Jusqu’il y a quelques jours, c’est la tragédie de Buizingen qui faisait la une.  Elle a tué près de chez moi. Le frère et le père d’un jeune qui est au Conservatoire avec mon fils,  la coordinatrice de la salle de presse du Parlement Européen qui était assise en face de moi dans le TGV pour aller à Strasbourg le mois dernier. Et les autres, ceux dont on a parlé et ceux dont on n’a rien dit, les miraculés qui étaient sur les plateaux de télé dimanche dernier…tous les cheminots, les rescapés de Pécrot qui revivent le cauchemar.

Comme je l’ai dit aux journalistes du Soir hier, au delà de ce drame, c’est tout un système qui montre ses limites. C’est une entreprise qui revient de loin, mais qui est au milieu du gué. J’ai eu une expression qui a peut-être pu être mal comprise. Je parlais des « ploucs », ceux qui trempent leurs tartines dans leur café ». Je voulais par là mettre en lumière le mépris que la SNCB a manifesté à ses usagers dans les années 80. Et certainement pas les milliers de voyageurs, navetteurs, cheminots.

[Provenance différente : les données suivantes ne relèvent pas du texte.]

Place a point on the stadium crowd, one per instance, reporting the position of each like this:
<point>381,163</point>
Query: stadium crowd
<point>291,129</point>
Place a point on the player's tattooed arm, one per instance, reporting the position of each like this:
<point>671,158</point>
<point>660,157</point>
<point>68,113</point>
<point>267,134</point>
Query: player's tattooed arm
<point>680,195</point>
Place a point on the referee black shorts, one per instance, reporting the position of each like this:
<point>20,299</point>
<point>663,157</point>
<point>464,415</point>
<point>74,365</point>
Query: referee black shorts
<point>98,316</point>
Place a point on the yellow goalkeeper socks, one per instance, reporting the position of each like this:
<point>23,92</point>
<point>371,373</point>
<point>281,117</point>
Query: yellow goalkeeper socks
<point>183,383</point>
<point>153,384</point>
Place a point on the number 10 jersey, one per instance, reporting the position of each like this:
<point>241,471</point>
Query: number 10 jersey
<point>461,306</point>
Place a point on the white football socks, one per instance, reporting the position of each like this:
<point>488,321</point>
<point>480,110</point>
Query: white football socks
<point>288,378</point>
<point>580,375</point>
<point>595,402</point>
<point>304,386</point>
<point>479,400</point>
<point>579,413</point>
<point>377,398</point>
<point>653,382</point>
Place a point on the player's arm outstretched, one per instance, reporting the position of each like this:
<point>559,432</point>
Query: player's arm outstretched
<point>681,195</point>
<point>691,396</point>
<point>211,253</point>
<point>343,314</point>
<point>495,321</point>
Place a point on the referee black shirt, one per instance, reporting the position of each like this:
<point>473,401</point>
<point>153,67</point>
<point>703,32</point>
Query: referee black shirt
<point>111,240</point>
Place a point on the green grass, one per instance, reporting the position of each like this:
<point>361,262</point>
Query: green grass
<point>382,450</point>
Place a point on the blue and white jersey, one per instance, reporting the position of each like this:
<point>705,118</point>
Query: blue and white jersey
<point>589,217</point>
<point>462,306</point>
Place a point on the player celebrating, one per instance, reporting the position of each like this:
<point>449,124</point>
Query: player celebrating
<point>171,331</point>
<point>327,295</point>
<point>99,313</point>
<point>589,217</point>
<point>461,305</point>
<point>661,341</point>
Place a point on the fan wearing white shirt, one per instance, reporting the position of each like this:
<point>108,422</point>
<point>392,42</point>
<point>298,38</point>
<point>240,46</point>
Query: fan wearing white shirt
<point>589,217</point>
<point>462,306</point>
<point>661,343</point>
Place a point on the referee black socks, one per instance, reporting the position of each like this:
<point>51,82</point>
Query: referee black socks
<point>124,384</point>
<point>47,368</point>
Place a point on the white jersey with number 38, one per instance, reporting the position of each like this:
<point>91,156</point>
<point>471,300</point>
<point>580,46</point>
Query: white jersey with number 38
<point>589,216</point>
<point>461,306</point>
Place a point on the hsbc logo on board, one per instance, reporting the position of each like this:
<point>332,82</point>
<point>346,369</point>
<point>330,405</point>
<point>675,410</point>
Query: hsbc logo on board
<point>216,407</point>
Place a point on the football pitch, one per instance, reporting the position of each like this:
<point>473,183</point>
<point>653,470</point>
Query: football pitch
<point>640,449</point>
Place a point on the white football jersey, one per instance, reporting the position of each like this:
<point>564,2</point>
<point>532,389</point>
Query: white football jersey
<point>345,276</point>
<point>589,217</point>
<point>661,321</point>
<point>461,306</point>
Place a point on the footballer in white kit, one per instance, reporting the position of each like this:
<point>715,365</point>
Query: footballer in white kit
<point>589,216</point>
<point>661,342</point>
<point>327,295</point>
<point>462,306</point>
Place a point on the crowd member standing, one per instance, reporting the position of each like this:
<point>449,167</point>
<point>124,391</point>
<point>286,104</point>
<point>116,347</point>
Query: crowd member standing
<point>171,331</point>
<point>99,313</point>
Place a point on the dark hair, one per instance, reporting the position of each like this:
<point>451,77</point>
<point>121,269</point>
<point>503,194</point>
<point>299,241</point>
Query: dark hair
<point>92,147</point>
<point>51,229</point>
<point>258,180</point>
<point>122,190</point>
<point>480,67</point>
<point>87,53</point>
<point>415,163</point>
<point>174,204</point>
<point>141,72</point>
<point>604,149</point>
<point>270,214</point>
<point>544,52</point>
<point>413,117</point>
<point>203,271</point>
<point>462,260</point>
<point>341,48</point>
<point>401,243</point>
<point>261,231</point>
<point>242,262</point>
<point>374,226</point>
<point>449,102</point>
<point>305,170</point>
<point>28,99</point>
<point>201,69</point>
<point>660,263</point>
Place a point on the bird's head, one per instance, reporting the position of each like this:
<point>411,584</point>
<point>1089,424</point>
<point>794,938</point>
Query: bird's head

Des années pendant lesquelles, à cause de cette vision et du culte et du tout à la voiture, on a désinvesti dans le rail, fermé des gares, des lignes, refusé d’investir et même d’entretenir du matériel roulant. Le rail d’aujourd’hui en paye toujours les conséquences. Surtout que ces années-là ont été suivies d’années de folles stratégies : l’une, très utile, qui a permis la réalisation du TGV. L’autre, qui a coûté très très  très cher (un peu moins d’1,5 milliard de FB)  à la SNCB et à l’Etat belge : l’achat de société de transport de marchandises par route sous la houlette d’Etienne Schouppe, soutenu par Michel Daerden et une bonne partie de la classe politique de l’époque.

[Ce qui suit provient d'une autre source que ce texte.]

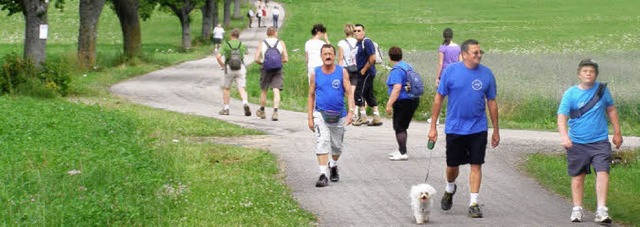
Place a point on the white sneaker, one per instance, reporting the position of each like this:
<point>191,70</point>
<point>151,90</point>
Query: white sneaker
<point>399,157</point>
<point>602,215</point>
<point>576,214</point>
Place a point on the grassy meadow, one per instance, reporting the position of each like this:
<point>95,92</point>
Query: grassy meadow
<point>101,161</point>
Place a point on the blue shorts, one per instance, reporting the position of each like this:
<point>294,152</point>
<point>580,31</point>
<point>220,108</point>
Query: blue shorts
<point>466,149</point>
<point>581,157</point>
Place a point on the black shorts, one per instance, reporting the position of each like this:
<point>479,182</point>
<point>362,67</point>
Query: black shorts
<point>403,110</point>
<point>581,156</point>
<point>466,149</point>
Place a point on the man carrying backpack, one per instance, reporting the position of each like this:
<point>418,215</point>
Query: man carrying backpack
<point>271,54</point>
<point>401,100</point>
<point>233,66</point>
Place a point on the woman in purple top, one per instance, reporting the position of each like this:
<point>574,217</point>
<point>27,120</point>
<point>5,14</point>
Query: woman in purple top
<point>449,52</point>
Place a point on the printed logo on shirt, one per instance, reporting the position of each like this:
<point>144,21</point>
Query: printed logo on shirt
<point>335,84</point>
<point>476,85</point>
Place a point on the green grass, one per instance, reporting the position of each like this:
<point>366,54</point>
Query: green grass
<point>551,171</point>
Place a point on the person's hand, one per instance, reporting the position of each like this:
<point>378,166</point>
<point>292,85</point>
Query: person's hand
<point>566,142</point>
<point>311,125</point>
<point>433,135</point>
<point>617,141</point>
<point>495,139</point>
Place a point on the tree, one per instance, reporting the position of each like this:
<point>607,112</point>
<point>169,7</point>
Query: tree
<point>127,11</point>
<point>90,11</point>
<point>236,9</point>
<point>35,16</point>
<point>227,13</point>
<point>207,18</point>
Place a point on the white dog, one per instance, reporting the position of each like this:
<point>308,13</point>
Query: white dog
<point>421,201</point>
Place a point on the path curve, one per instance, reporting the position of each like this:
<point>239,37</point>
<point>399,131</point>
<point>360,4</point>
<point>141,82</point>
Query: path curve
<point>372,190</point>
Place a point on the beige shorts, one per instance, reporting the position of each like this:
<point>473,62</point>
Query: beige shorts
<point>239,76</point>
<point>329,137</point>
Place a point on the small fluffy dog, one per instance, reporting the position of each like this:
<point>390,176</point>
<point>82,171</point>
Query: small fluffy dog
<point>421,201</point>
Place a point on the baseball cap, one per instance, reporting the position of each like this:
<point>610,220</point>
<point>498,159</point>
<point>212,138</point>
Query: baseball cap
<point>588,61</point>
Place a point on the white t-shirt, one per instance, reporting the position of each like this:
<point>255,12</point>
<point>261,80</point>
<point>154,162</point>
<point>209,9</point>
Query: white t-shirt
<point>348,51</point>
<point>218,32</point>
<point>312,48</point>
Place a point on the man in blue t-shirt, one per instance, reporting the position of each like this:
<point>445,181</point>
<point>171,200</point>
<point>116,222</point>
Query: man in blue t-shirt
<point>587,140</point>
<point>329,86</point>
<point>470,87</point>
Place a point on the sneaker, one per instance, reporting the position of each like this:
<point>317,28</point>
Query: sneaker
<point>333,174</point>
<point>447,199</point>
<point>399,157</point>
<point>261,114</point>
<point>360,121</point>
<point>576,214</point>
<point>474,211</point>
<point>602,215</point>
<point>322,181</point>
<point>247,110</point>
<point>377,121</point>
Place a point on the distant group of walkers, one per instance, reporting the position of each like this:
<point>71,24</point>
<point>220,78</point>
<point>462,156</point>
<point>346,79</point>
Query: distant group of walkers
<point>341,87</point>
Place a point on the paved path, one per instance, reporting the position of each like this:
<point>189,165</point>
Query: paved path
<point>372,190</point>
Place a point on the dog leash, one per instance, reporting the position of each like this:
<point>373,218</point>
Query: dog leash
<point>429,163</point>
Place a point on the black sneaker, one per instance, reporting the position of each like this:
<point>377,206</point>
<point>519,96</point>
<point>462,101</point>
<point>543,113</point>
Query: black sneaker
<point>333,174</point>
<point>474,211</point>
<point>322,181</point>
<point>447,199</point>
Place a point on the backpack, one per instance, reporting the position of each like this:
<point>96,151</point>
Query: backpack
<point>377,49</point>
<point>414,86</point>
<point>272,58</point>
<point>235,57</point>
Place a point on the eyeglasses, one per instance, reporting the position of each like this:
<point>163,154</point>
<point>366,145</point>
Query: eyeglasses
<point>478,52</point>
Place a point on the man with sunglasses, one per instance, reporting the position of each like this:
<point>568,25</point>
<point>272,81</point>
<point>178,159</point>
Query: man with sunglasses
<point>470,88</point>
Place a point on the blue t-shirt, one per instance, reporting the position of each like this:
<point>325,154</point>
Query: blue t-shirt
<point>468,90</point>
<point>362,55</point>
<point>397,76</point>
<point>330,90</point>
<point>592,126</point>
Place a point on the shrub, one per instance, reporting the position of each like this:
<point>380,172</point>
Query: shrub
<point>19,76</point>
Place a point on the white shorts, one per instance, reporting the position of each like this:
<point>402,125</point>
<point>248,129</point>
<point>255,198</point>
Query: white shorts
<point>239,76</point>
<point>329,137</point>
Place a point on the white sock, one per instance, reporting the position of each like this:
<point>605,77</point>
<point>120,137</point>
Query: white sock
<point>323,170</point>
<point>450,187</point>
<point>473,198</point>
<point>333,163</point>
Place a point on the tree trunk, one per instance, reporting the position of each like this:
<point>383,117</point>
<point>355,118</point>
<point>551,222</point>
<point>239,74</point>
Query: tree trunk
<point>207,20</point>
<point>35,14</point>
<point>127,11</point>
<point>227,13</point>
<point>90,11</point>
<point>185,21</point>
<point>236,9</point>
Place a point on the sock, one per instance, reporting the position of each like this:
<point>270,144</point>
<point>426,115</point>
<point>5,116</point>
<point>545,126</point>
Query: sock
<point>333,163</point>
<point>473,198</point>
<point>323,170</point>
<point>450,187</point>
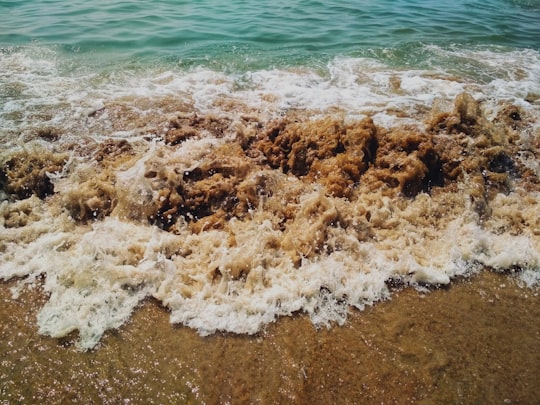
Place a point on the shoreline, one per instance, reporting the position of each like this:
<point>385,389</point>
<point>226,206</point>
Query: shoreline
<point>475,340</point>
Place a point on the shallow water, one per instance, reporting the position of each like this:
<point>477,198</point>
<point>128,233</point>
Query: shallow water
<point>296,160</point>
<point>473,342</point>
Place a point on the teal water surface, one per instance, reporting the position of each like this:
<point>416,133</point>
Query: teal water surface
<point>268,31</point>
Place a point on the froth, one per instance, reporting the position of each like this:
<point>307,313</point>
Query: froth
<point>236,203</point>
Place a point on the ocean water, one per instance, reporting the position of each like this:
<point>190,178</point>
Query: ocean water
<point>241,161</point>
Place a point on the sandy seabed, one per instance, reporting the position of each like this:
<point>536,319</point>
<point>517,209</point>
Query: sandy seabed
<point>477,341</point>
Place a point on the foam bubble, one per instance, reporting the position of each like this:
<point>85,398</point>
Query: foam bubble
<point>237,198</point>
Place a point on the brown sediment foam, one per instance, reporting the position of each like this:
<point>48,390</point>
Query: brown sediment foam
<point>27,173</point>
<point>346,159</point>
<point>475,342</point>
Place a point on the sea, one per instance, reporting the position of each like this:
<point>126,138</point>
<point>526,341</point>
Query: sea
<point>244,161</point>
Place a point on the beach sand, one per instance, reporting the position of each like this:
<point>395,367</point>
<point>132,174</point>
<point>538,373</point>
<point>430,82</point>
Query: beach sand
<point>477,341</point>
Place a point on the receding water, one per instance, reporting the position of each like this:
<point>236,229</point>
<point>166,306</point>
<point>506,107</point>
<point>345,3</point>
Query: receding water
<point>240,162</point>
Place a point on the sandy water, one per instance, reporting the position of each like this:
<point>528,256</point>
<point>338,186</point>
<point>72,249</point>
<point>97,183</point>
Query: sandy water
<point>262,178</point>
<point>475,342</point>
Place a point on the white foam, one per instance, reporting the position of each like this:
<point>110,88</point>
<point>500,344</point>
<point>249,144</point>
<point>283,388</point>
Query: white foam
<point>97,273</point>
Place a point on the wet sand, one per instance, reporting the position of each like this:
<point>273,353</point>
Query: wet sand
<point>477,341</point>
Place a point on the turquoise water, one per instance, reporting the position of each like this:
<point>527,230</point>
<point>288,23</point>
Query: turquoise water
<point>265,32</point>
<point>160,86</point>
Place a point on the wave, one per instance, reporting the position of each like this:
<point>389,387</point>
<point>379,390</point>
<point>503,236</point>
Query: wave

Les années 2000 ont été celles du réinvestissement dans l’infrastructure, la sécurité, le matériel roulant. Les années du moratoire sur la fermeture des gares et des lignes.  et de l’investissement mais aussi de l’accident de Pécrot.  On en reparlera bien sûr, et moi la première si j’y suis invitée,  dans la commission spéciale que la Chambre met en place ce soir.

Il faut que cette tragédie soit utile, qu’elle serve. Pour faire le point sur la sécurité, les retards d’équipement, mais aussi sur les procédures, le management, l’organisation de l’entreprise, la souffrance des cheminots, leur formation de base et continuée.

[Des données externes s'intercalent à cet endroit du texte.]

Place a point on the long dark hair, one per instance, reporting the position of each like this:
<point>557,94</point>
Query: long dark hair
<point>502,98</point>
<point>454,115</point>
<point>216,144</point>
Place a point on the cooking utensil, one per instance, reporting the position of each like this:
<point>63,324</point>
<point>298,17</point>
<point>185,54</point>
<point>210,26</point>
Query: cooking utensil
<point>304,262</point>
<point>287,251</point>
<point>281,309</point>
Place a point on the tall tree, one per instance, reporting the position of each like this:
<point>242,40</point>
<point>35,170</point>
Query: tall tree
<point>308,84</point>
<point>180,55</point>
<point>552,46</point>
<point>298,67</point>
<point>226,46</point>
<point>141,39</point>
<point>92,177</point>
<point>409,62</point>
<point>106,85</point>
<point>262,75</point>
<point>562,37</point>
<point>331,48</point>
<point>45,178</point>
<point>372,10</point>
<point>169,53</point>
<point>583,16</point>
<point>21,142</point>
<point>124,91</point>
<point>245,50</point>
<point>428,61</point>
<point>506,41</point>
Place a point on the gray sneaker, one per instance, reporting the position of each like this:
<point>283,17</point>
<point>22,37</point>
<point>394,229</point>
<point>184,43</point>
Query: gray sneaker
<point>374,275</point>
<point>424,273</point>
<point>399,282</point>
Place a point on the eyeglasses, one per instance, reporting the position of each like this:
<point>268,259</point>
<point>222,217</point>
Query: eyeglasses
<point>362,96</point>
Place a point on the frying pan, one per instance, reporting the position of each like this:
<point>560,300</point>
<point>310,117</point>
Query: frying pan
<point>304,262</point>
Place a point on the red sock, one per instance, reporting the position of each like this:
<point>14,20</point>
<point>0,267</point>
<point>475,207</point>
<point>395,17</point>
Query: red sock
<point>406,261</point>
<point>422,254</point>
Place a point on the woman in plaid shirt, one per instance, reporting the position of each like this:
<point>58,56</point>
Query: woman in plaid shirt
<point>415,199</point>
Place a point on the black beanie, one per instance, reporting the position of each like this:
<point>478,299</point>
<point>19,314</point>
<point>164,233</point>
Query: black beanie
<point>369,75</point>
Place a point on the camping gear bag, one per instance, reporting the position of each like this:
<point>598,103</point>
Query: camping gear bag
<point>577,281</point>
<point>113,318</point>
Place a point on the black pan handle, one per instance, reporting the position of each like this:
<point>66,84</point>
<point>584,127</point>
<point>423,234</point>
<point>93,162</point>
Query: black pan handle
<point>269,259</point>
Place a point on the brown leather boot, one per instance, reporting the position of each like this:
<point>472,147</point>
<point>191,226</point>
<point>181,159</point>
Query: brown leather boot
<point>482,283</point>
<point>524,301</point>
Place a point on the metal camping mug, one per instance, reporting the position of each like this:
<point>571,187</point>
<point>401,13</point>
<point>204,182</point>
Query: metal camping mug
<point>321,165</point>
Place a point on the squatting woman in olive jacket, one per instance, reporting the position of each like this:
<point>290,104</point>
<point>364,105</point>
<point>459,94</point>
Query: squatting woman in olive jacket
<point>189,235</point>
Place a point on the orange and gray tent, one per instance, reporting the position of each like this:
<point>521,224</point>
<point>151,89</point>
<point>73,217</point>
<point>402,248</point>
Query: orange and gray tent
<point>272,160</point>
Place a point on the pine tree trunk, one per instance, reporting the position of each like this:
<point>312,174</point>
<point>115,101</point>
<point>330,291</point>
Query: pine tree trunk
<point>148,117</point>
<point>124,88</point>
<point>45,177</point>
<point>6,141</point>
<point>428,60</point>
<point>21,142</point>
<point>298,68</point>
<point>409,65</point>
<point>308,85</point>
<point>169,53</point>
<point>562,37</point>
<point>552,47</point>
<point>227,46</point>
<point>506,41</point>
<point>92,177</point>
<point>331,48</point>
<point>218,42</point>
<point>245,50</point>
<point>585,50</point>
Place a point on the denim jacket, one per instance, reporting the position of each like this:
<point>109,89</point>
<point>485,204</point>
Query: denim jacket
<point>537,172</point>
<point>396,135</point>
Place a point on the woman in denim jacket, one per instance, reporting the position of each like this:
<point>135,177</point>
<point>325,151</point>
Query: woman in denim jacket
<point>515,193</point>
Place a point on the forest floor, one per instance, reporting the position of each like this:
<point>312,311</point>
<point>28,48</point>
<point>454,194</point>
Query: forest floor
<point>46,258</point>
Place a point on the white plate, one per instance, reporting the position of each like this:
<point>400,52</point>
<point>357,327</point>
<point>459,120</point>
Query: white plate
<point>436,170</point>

Elle ne peut donner lieu à des règlements de comptes, une guerre des chefs (c’est déjà assez compliqué comme ça de faire fonctionner une entreprise de 37.000 personnes avec 3 patrons au lieu d’un), à des jeux politiques sur la ministre de tutelle ou sur les directeurs.

Comme nous en avons parlé ce matin en séance plénière du Parlement Européen,  il ne peut être questions de chercher les responsabilités où elles ne sont pas. Ce n’est pas à cause de l’Europe que l’accident à eu  lieu. Et singulièrement l’accident de lundi dernier, se passait sur une infrastructure publique, avec du matériel roulant public et des cheminots employés de la SNCB, entreprise publique.

Rien à voir donc avec la libéralisation du fret ferroviaire qu’il faudra par ailleurs évaluer : la discussion commence en commission transport au PE.  Petite digression : je vous conseille un détour par le blog d’André Flahaut : lui qui ne s’est guère intéressé à ces questions dans le passé, il s’adonne à une condamnation en règle de l’Europe sur un ton assez indécent quand on sait par qui ont été prises les décisions ces dernières années au chemin de fer, à la poste,…Soit.

Car en matière ferroviaire, ce n’est pas de moins d’Europe dont on a besoin mais de plus d’Europe. Je l’ai dit ce matin au Commissaire Kallas : tous les citoyens européens doivent avoir droit aux mêmes standards de sécurité. Autrement dit, il faut que la Commission soit plus exigeante, fixe des dates butoir pour équiper les réseaux ferroviaires d’un système de freinage automatique assistant la conduite identique et compatible entre les pays et les réseaux. Il faut que l’Agence ferroviaire européenne soit plus stricte et prenne elle-même en charge l’homologation des matériels pour mettre fin aux hésitations des compagnies nationales.

Par contre, ce qui est sûr, c’est que le métier de cheminot et de conducteur  a changé, que la pression et les conditions de travail des conducteurs ont changé, ont évolué, dans un réseau ferroviaire très chargé, avec une pression à la ponctualité.

Ce qui est sûr, c’est qu’il y a faire pour garantir un rail sûr, convivial, qui récupère des parts de marché sur les autres modes, qui soigne ses usagers et rend à son personnel fierté et passion.